Tuesday, August 25, 2020

Planet Nine Exists? Possible Twin for Our Sun May Prove It

Which is harder to believe – that our Sun once had a twin or that it helped capture and hold Planet 9? They are obviously related and equally unbelievable – expect to a famous dynamic duo of astrophysicists who believe the twin sun idea is the only one that explains Planet 9. Should we believe either, both or none of the above?

According to a new paper published in The Astrophysical Journal Letters by Harvard astrophysicists Dr. Avi Loeb and Amir Siraj, the mysterious Oort cloud of space debris at the hairy edge of our solar system becomes easier to explain with the theory that our Sun had a twin born at the same time. Most theories about the Oort cloud have it forming after the birth of a single Sun and our planetary system as debris kept being flung father away from the solar mass. However, that theory never matched the density of the Oort cloud, which has too much stuff to be left over from a singe star birth. Enter the twin and the idea that the Oort cloud was captured, not formed. A press release from the Center for Astrophysics at Harvard explains:

“Binary systems are far more efficient at capturing objects than are single stars, If the Oort cloud formed as observed, it would imply that the Sun did in fact have a companion of similar mass that was lost before the Sun left its birth cluster.”

In illustration of binary stars. Image credit: NASA/JPL-Caltech)

OK, let’s avoid asking the obvious question for a minute and consider the fact that this actually makes scientific sense. Also, if this binary system was powerful enough to capture enough passing object to make the Trans-Neptunian Oort cloud, if may have been possible to capture an actual Neptunian.

“The puzzle is not only regarding the Oort clouds, but also extreme trans-Neptunian objects, like the potential Planet Nine. It is unclear where they came from, and our new model predicts that there should be more objects with a similar orbital orientation to Planet Nine.”

Loeb and Siraj speculate that Planet Nine was captured by the binary stars as it passed close enough – possibly being pulled from another nearby solar system. If the twins could capture one, they could have captured more planets Ten through X orbiting even father from the Sun. Which brings us back to the obvious question. We have only one Sun today – what happened to its theoretical twin?

“Passing stars in the birth cluster would have removed the companion from the Sun through their gravitational influence. Before the loss of the binary, however, the solar system already would have captured its outer envelope of objects, namely the Oort cloud and the Planet Nine population. The Sun’s long-lost companion could now be anywhere in the Milky Way.”

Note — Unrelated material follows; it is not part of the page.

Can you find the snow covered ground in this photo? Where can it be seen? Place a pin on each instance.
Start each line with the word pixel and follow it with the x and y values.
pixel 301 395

It was a cosmic gift exchange – we take Planet Nine from a star and it takes our Sun’s young twin before they had a chance to become the inspiration for some other civilization’s movie Tatoo. While this theory is certainly plausible, it’s nearly impossible to prove with today’s technology. Siraj thinks the Vera C. Rubin Observatory might be able to find Planet Nine after it goes operational in 2021 – a daunting task when there is little consensus that it even exists. Then again, Loeb and Siraj are the same guys who keep trying to convince us that the ‘Oumuamua interstellar space object could be alien technology.

Have they ever thought about screenwriting?